Il ‘pacchetto’ (Parola orrenda), include sanzioni contro la ‘flotta ombra russa’, navi mercantili di bandiera di vari Paesi, che trasportano petrolio a gas nel mondo. 557 -117 le nuove ‘cattive’-, cui sarà/dovrebbe essere vietato l’accesso ai porti europei. Nel settore finanziario, cinque banche russe sono state aggiunte al divieto di transazioni, insieme a misure contro il sistema di pagamento russo ‘Mir’ e quattro istituzioni finanziarie in Bielorussia e Kazakstan. Per la prima volta, l’UE ha imposto sanzioni anche su criptovalute, colpendo una ‘stablecoin’ legata al rublo, il suo emittente in Kirghizistan e una piattaforma di scambio in Paraguay, oltre a vietare ai cittadini europei di fornire servizi cripto che potrebbero aiutare la Russia a eludere le sanzioni.

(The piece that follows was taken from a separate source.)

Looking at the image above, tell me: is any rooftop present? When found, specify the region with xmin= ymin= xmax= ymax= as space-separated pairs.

«Nell’entusiasmo di Bruxelles per questo annuncio, che arriva – forse non a caso – in un momento critico per i negoziati tra Stati Uniti e Russia sulla guerra in Ucraina, emergono diverse incongruenze», avverte InsideOver. Due i quesiti chiave senza risposta: «è realistico credere che il diciannovesimo pacchetto di sanzioni possa essere davvero efficace? E dove sono le sanzioni contro Israele?». Problemi di credibilità che sfuggono. Soprattutto quando il New York Times dimostra come «le sanzioni contro Mosca non stanno funzionando efficacemente «nonostante oltre 6.000 individui e aziende legate allo sforzo bellico russo siano nella lista delle sanzioni Usa dal 2022», denuncia Roberto Vivaldelli.
A quando afferma il NYT, la Russia è riuscita a condurre scambi transfrontalieri per centinaia di miliardi di dollari. E sebbene otto dei dieci maggiori accordi per violazioni di sanzioni globali dal 2014 riguardino istituzioni finanziarie, solo due casi coinvolgono la Russia, e nessuno di questi riguarda banche di primaria importanza. Considerazione chiave oltre il ‘fumo delle sanzioni’, la crescente dipendenza della Russia da economie come Cina e India che complica ulteriormente l’applicazione delle sanzioni, poiché sanzionare grandi banche cinesi potrebbe causare ‘instabilità finanziaria globale’, secondo Martin Chorzempa del Peterson Institute, citato dal quotidiano americano. Ma non c’è solo la capacità di Mosca di aggirare le sanzioni.
Un ulteriore paradosso: mentre l’Ue approvava l’ennesimo pacchetto di sanzioni, la rivista ‘The National Interest’ pubblicava un’analisi spietata, evidenziando come diversi Stati membri dell’Ue rimangano ancora dipendenti dall’energia russa. Anzi: alcune nazioni hanno aumentano le importazioni dalla Federazione russa. Come emerge da una nuova analisi di Reuters, sette stati europei (Francia, Paesi Bassi, Romania, Belgio, Croazia, Portogallo e Ungheria) hanno aumentato le loro importazioni di energia russa nell’ultimo anno. E siamo al ‘promesso finale del Giallo’, la scoperta dell’Assassino o, in questo caso, della ‘truffa politica del tanto rigore per niente. E i dati che scopriamo, sono impressionanti.
Nei Paesi Bassi, la dipendenza dall’energia russa è aumentata di circa il 72%, raggiungendo i 498 milioni di euro (580 milioni di dollari) dal 2024. In Francia, è aumentata del 40%, raggiungendo i 2,2 miliardi di euro (2,56 miliardi di dollari). In Croazia e Romania, è aumentata rispettivamente del 55% e del 57%. Nel frattempo, le importazioni di energia russa del Portogallo sono letteralmente schizzate alle stelle, con un incremento del 167% tra il 2024 e il 2025. Complessivamente, quest’anno l’Europa ha importato più di 11 miliardi di euro (quasi 13 miliardi di dollari) di energia russa. Conclusione moderata: l’ennesimo ‘pacco’ senza maestria.